Ten-minutes into watching Joaquin Phoenix’s Arthur Fleck cower, twitch, and bumble across the screen and through the urban decay of his world, I began wondering how writers Todd Phillips and Scott Silver were going to twist this tortured soul into the Clown Prince of Crime. But this Joker isn’t the zany, plot-hatching crime boss that Jack Nicholson and Heath Ledger embodied so memorably in Christopher Nolan’s 2008 film, The Dark Knight. This Joker is one of society’s untouchables who, through a series of misfortunes, discoveries and impulses, blunders his way into the persona of chaos that continues to unnerve and tantalize us. In its depiction of Fleck’s quixotic descent, Joker is as much about the spectators as it is about its tragic spectacle.

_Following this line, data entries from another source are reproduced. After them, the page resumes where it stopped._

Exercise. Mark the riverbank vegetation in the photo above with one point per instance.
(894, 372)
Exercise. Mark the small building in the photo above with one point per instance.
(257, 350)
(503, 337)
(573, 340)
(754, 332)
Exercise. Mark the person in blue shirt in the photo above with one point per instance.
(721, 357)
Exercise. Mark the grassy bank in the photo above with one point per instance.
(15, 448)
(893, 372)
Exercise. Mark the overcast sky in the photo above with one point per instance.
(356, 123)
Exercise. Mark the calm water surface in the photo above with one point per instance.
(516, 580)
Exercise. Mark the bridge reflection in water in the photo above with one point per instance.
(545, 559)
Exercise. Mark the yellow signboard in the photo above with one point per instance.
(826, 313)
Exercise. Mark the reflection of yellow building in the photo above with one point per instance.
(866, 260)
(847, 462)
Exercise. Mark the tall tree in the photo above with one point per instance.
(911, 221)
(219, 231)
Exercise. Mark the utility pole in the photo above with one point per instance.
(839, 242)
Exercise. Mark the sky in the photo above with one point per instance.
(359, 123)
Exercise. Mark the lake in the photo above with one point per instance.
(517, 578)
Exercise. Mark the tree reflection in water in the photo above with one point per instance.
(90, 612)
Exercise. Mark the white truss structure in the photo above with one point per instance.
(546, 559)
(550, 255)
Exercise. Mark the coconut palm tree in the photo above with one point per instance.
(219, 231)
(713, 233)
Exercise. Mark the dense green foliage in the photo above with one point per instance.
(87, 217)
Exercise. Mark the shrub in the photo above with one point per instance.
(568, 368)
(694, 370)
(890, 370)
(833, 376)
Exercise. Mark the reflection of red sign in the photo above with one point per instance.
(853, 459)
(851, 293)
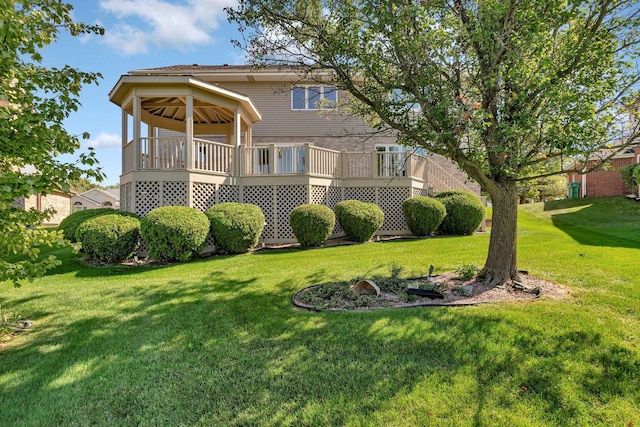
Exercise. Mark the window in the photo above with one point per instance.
(390, 160)
(313, 97)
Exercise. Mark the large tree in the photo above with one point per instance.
(34, 102)
(502, 85)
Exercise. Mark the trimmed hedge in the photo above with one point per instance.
(235, 227)
(359, 220)
(446, 193)
(109, 238)
(175, 233)
(423, 215)
(312, 224)
(465, 212)
(70, 224)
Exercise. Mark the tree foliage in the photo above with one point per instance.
(34, 102)
(497, 86)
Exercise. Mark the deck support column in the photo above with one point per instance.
(188, 121)
(137, 146)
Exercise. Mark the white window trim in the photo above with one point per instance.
(306, 95)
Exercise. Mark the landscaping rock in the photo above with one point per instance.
(466, 290)
(366, 287)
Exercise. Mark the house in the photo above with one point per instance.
(57, 200)
(603, 182)
(201, 135)
(96, 198)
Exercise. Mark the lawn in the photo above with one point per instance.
(217, 341)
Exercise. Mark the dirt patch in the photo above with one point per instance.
(454, 289)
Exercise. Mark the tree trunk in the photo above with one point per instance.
(500, 266)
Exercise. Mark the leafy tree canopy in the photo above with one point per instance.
(498, 86)
(34, 102)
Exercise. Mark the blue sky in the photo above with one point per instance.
(138, 34)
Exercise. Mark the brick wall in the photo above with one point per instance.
(604, 183)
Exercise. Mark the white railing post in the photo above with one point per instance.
(345, 163)
(375, 166)
(308, 160)
(271, 166)
(408, 164)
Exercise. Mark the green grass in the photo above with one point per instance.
(217, 341)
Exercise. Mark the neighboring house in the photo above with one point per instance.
(604, 182)
(96, 198)
(58, 200)
(201, 135)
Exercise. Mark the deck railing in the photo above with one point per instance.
(162, 153)
(220, 158)
(324, 162)
(213, 156)
(440, 179)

Most akin in technique and tone to Martin Scorsese’s Taxi Driver (1976), Joker is set in a Regan-era-esque Gotham, where millionaires thrive, mental health services are slashed, and masses of the poor are left to languish on sidewalks and holed away in shabby apartments. One such peon is Arthur Fleck, a clown for hire and target for the displaced rage of just about everybody. He’s got a weary counselor who perfunctorily listens to his gripes, and a bag full of psychotropics, which keep a quavering lid on the urges roiling inside him.
Yet fits of laughter erupt from him; his efforts to choke them down epitomize his white-knuckled existence. His misplaced dreams of being a standup comic are stymied by his stage fright, awkwardness, and off-kilter attempts at humor. The pervading grotesqueness of the film is ameliorated only by Hildur Guðnadóttir‘s cello, which lends an empathic auditory angel to Fleck’s reedy, tremulous voice.
It is gut wrenching and uncomfortable, watching Fleck try and fail to entertain audiences, neighbors and passersby. And here’s the metatextual irony at work in Joker: we’ve come to be entertained, like Fleck’s beleaguered Gothamite audience, but we end up disgusted, regarding Fleck with pity, at best. Indeed, the pathos Fleck evokes so overwhelms it makes us want to run out of the theater. When we bought our tickets, we anticipated the films degenerative arc, but the filmmakers push us just about to the edge of leaving before violence breaks out of Fleck like one of his bizarre cackles. And we feel compelled to stay — and watch.
Fleck’s homicidal moments come almost as a relief. Fleck processes them in a private, wordless dance where he becomes fluid and graceful. More ballet than method acting, Phoenix’s physical performance transitions Fleck into the sinister, sadist clown, Joker. Still no criminal mastermind, Joker is buffoonish in his murderous stalking and scrambling around Gotham. Yet his heinous acts of bloodshed garner him the attention and laud of fellow malcontents.
It’s this turn that problematizes the film on several levels. In Hollywood films, where the mentally ill are either sages or serial killers, this film opts for the latter. In doing so, Joker depicts yet another stigmatizing portrait of people with mental illness who, statistically, are violent only to themselves. With that said, the mentally ill are uncomfortable to be around and in the face of this discomfort, the members of society flee from and ostracize them. Systems of care falter or exacerbate. In isolation and disconnection, these individuals often remain unknown and act out in ways that make connecting with them difficult if not impossible. So too is Arthur Fleck, for at the center of a throng of warped admirers he’s merely the masked figure in a tableau, his smile a rouge of his own blood.
Critics have panned Joker for its lack of humor and homages to 1970s cult film favorites. They’ve also reacted against the film’s illusive or absent message. But in doing so, they’ve missed the point of this psychological thriller, which merely borrows comic book material to make its societal comment. In its conclusion, the film shows its moral core, addressing the problem of evil—a topic befuddling theologians and philosophers alike.
In the face of societal problems, media moralizes, counselors offer platitudes, politicians mischaracterize in ways that are hurtful and dismissive, and average denizens disengage or exalt extremes. In the same way that Jack Ritchie’s “For All the Rude People” prompts us to consider how we treat others, Joker forces us to confront how we see (or don’t see) the mentally marginalized.